Membawa nama baik daerah bukan sekadar mengibarkan bendera atau hadir dalam seremoni penuh tepuk tangan. Itu adalah tanggung jawab moral. Di balik nama daerah, ada wajah orang tua, tetangga, sahabat, dan generasi yang menaruh harapan.

Menjaga nama baik daerah sama artinya menjaga marwah bersama. Bukan hanya satu nama, melainkan ratusan ribu jiwa yang terikat pada tanah kelahiran. Karena itu, orang rela melakukan hal-hal yang mungkin terlihat tidak masuk akal; mengorbankan waktu, tenaga, bahkan dana pribadi.

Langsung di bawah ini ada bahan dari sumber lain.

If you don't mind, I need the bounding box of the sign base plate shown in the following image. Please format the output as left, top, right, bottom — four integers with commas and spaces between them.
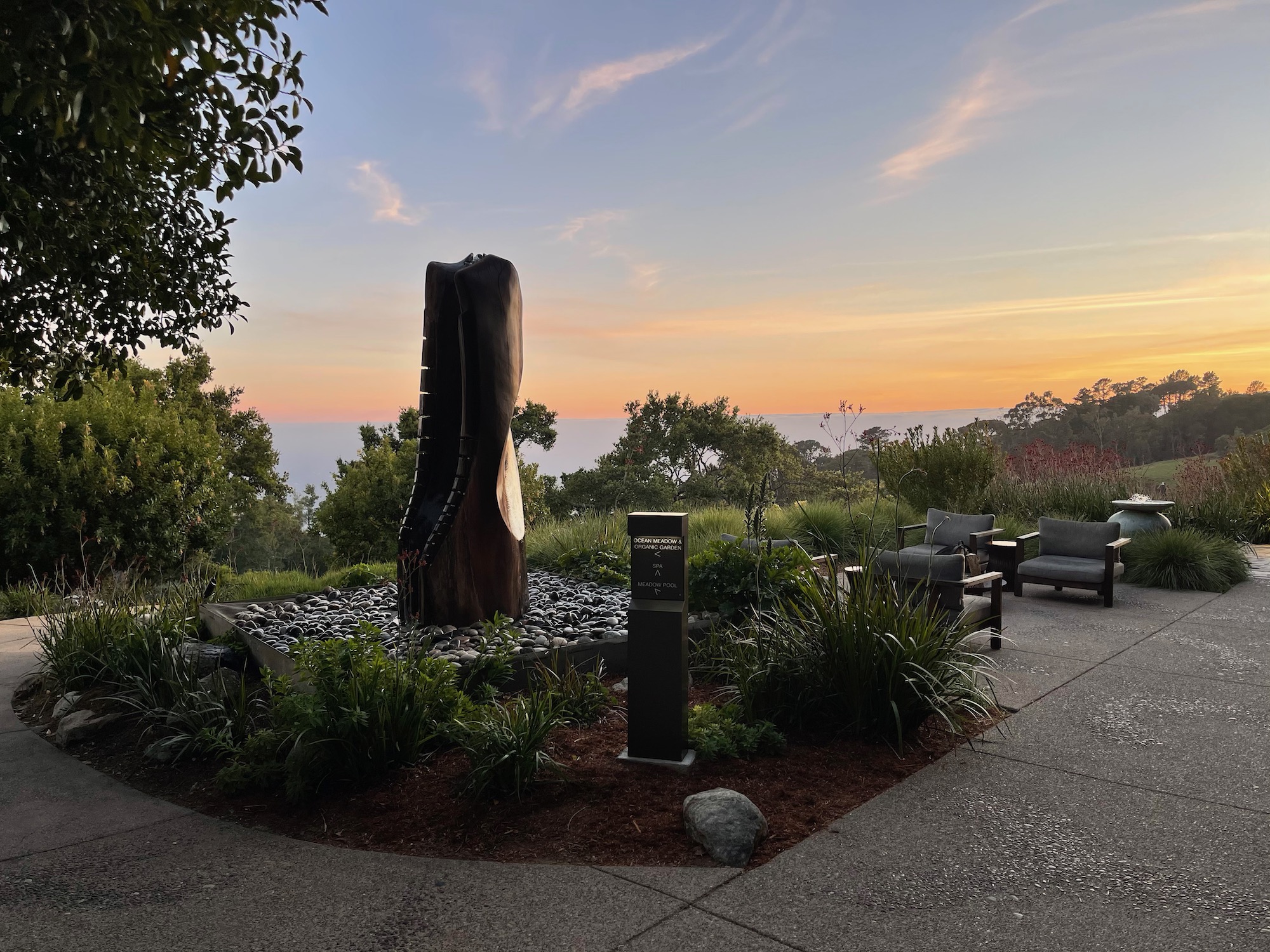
617, 748, 697, 773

Nilai pengabdian memang tidak selalu bisa diukur dengan logika. Karena menjaga nama baik untuk diri sendiri maupun daerah, adalah bagian dari harga diri.

Dan pada akhirnya, penghargaan terbesar bukanlah piala, bukan sorotan kamera, melainkan keyakinan di dalam hati bahwa kita telah menjaga sesuatu yang lebih besar dari diri kita sendiri yaitu kehormatan.